Blakely too experienced this shift. When one doctor asked why families couldn’t follow through and provide medication as prescribed, a mother stepped in, explaining that it wasn’t as easy as the doctor expected.
“She said, ‘ok, I understand that, but we have five different caregivers in our household administering medication, and that’s not so simple to track,’” recalls Blakely. “It was a breakthrough for the providers listening. It wasn’t as simple as patients not following through for this family, and it wasn’t that simple for many other families. They started to realize that the family partners had more to offer this collaborative than their disability experiences. And they started to listen and make real change.”
The providers worked with families to develop a care notebook—a living record families keep about their child’s health needs and treatments, which includes details about the family’s life beyond their child’s diagnosis. The notebook is shared with the provider and helps ensure comprehensive care that accounts for family needs.
Without family partners, this shift in attitudes wouldn’t have occurred. And without this shift, changes in practice wouldn’t have taken place.
This work must continue
Aquino and Blakely’s stories illustrate the critical importance of family partners for improving care delivery. The impact they had on initiatives that began more than a decade ago reaffirm NICHQ’s commitment to continuing to elevate family partners in our work, whether that’s in improving perinatal health across the country, or working with hospitals to make infant sleep and breastfeeding the national norm.
About our family partners:
Christy Blakely is the Parent Partner for the Early Childhood Comprehensive Systems CoIIN Project, and has served on multiple NICHQ projects since 2007 including the Collaborative Improvement and Innovation Network to Reduce Infant Mortality (IM CoIIN).
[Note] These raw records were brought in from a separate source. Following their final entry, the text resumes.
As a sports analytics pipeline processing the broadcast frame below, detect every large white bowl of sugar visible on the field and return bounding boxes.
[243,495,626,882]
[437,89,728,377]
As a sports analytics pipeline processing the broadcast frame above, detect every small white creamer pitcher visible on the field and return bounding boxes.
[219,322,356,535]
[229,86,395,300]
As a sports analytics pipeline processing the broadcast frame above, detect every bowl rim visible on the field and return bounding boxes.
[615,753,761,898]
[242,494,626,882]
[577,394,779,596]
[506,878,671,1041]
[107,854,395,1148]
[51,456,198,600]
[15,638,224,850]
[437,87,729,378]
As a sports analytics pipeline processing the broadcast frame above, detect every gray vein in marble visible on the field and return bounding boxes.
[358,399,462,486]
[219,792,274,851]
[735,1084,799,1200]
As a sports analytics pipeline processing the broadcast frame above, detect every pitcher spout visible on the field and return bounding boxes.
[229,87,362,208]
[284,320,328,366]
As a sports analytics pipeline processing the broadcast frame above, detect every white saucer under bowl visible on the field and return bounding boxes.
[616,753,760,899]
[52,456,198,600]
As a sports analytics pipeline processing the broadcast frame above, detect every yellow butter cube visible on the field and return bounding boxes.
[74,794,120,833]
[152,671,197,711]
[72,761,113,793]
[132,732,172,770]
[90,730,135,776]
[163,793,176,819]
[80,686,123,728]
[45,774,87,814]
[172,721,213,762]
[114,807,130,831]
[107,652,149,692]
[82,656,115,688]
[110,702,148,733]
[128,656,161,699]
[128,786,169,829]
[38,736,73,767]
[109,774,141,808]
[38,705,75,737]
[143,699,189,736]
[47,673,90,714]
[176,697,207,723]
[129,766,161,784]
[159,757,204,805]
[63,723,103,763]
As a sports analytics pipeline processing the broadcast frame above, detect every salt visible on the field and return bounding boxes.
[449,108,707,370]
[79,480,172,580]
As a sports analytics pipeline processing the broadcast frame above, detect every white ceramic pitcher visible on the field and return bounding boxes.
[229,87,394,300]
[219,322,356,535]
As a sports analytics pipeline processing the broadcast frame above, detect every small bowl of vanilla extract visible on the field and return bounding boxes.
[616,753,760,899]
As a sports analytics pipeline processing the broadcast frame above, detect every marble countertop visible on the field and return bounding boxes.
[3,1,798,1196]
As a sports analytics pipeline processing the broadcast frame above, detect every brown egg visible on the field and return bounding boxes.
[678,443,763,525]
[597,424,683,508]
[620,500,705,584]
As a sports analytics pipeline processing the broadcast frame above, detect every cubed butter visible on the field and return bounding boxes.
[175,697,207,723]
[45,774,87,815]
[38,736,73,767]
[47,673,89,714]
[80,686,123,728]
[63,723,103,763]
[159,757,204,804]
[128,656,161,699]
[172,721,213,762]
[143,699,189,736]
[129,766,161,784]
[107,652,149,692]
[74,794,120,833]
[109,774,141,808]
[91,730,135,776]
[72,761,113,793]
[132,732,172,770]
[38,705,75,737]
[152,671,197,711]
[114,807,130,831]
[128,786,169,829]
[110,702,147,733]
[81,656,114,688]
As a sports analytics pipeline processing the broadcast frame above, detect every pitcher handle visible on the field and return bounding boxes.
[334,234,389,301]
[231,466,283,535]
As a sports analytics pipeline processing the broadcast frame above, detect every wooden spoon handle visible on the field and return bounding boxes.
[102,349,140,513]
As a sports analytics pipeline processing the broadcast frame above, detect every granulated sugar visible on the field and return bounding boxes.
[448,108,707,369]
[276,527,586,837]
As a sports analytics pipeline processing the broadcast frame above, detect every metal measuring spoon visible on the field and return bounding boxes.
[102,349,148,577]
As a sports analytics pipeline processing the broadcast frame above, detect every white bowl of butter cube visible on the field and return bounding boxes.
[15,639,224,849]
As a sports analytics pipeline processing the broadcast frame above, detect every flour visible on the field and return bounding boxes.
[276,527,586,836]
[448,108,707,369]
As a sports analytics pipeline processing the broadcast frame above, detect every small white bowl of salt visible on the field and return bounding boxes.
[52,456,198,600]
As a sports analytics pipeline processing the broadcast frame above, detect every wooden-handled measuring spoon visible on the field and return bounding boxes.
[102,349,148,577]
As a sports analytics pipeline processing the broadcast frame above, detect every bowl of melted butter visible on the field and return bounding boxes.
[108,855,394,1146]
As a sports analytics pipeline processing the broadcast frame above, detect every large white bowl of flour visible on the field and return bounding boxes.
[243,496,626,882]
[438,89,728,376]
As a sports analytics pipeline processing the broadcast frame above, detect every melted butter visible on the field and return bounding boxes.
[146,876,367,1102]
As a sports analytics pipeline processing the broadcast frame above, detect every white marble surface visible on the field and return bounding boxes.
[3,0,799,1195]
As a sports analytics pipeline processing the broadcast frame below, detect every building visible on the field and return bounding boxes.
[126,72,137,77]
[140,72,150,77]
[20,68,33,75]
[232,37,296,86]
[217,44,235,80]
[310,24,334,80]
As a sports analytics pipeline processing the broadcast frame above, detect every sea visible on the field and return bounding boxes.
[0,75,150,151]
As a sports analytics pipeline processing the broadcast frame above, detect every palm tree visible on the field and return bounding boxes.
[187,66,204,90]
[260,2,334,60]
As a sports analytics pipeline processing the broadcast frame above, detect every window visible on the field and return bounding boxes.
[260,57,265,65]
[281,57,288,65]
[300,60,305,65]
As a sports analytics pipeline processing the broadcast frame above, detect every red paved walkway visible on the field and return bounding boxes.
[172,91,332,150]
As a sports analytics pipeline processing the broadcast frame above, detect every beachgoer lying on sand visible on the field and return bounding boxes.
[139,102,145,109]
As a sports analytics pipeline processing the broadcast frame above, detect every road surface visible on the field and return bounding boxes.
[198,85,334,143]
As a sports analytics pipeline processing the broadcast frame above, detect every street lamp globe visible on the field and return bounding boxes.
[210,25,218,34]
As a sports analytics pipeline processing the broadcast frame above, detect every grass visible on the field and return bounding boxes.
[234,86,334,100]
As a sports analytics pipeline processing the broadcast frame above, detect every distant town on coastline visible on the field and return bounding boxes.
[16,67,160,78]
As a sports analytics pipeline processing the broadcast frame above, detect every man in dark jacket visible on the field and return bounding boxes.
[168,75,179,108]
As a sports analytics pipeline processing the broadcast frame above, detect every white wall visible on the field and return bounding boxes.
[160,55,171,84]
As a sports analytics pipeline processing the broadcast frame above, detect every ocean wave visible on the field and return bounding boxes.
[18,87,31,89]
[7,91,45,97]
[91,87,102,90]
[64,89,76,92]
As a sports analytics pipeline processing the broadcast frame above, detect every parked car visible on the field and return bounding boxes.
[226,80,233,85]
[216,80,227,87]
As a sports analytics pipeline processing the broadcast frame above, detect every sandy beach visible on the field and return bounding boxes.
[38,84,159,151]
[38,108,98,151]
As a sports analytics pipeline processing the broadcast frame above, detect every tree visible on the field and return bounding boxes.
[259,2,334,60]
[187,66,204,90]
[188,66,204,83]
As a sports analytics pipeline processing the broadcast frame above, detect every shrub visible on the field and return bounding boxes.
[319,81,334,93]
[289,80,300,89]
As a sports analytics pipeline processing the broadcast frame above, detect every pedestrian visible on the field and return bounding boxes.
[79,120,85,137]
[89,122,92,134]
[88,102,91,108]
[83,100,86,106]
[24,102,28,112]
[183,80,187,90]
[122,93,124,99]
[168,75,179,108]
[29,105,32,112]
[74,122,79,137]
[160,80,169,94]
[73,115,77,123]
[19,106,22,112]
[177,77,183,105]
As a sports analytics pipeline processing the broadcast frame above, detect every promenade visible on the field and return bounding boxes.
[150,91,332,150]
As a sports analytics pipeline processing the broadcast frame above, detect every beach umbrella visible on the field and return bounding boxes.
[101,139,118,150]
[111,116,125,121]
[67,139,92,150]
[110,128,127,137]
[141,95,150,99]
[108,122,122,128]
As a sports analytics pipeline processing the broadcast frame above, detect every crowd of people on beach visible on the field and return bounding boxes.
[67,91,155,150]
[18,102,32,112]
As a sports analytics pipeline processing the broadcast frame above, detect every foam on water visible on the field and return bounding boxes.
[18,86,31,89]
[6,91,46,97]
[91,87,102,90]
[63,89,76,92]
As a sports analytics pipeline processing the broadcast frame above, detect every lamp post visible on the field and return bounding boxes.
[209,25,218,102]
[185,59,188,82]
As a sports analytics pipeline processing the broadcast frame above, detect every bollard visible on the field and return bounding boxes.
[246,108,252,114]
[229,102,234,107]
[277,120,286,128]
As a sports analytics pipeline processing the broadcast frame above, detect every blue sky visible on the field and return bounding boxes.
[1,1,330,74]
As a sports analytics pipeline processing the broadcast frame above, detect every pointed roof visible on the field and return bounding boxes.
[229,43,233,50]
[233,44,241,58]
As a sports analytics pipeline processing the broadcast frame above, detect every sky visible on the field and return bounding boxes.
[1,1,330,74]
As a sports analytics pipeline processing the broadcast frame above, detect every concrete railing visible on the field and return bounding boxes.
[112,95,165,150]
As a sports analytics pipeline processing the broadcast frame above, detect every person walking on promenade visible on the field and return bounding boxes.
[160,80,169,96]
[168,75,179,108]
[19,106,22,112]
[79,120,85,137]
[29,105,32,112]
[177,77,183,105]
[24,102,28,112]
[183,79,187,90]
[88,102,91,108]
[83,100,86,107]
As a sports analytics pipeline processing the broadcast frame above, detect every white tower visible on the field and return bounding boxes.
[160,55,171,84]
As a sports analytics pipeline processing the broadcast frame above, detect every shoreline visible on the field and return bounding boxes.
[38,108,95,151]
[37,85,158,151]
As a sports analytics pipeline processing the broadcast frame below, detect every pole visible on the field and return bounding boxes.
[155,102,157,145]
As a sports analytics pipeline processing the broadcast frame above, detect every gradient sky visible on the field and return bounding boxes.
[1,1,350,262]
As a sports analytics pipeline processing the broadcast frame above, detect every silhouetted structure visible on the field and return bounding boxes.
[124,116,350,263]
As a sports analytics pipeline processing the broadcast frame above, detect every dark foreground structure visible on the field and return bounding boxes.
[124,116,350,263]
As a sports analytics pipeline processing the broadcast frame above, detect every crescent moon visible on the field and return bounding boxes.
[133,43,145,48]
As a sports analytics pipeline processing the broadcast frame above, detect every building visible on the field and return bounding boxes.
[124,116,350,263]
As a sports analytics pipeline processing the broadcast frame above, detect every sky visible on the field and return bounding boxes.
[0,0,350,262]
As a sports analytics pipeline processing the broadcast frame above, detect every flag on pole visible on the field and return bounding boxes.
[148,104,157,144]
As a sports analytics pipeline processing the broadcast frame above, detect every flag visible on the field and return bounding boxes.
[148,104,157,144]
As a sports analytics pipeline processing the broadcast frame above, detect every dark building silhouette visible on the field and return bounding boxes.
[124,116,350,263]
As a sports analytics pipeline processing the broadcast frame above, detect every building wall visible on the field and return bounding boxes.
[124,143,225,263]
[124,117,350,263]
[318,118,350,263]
Ms. Blakely retired from her position as the Executive Director of Family Voices Colorado, in 2012. In this capacity she advocated for children and families of children with special health care needs. During her time with Family Voices Colorado, she was the only voice speaking for children on Medicaid Home and Community-Based Service Waivers and worked tirelessly to form partnerships with state agencies and other providers throughout Colorado. As the Chair of Colorado’s Medicaid Policy Committee, she continues to address tough issues facing Colorado’s most vulnerable populations. Ms. Blakely’s works to engage families and working with families to have their voices heard, which is a passion.
Elizabeth Aquino is a past Parent Partner for the Improving Care for Children with Epilepsy Learning Collaborative. She has three children, the oldest of whom suffers from a severe form of epilepsy and consequent developmental disabilities. Now 24 years old, she is the inspiration for much of Ms. Aquino’s life’s work as an advocate for children with special needs, for caregivers, and in healthcare and disability rights. Ms. Aquino is a writer living in Los Angeles with her family. Her work has been published in several literary journals, three anthologies, Spirituality and Health Magazine, The Los Angeles Times, and several prominent websites. She has also published a micro-memoir and is an avid blogger. In 2015, Ms. Aquino was awarded a prestigious writing residency by Hedgebrook and worked for three weeks on Whidbey Island in Washington State on a work of creative non-fiction.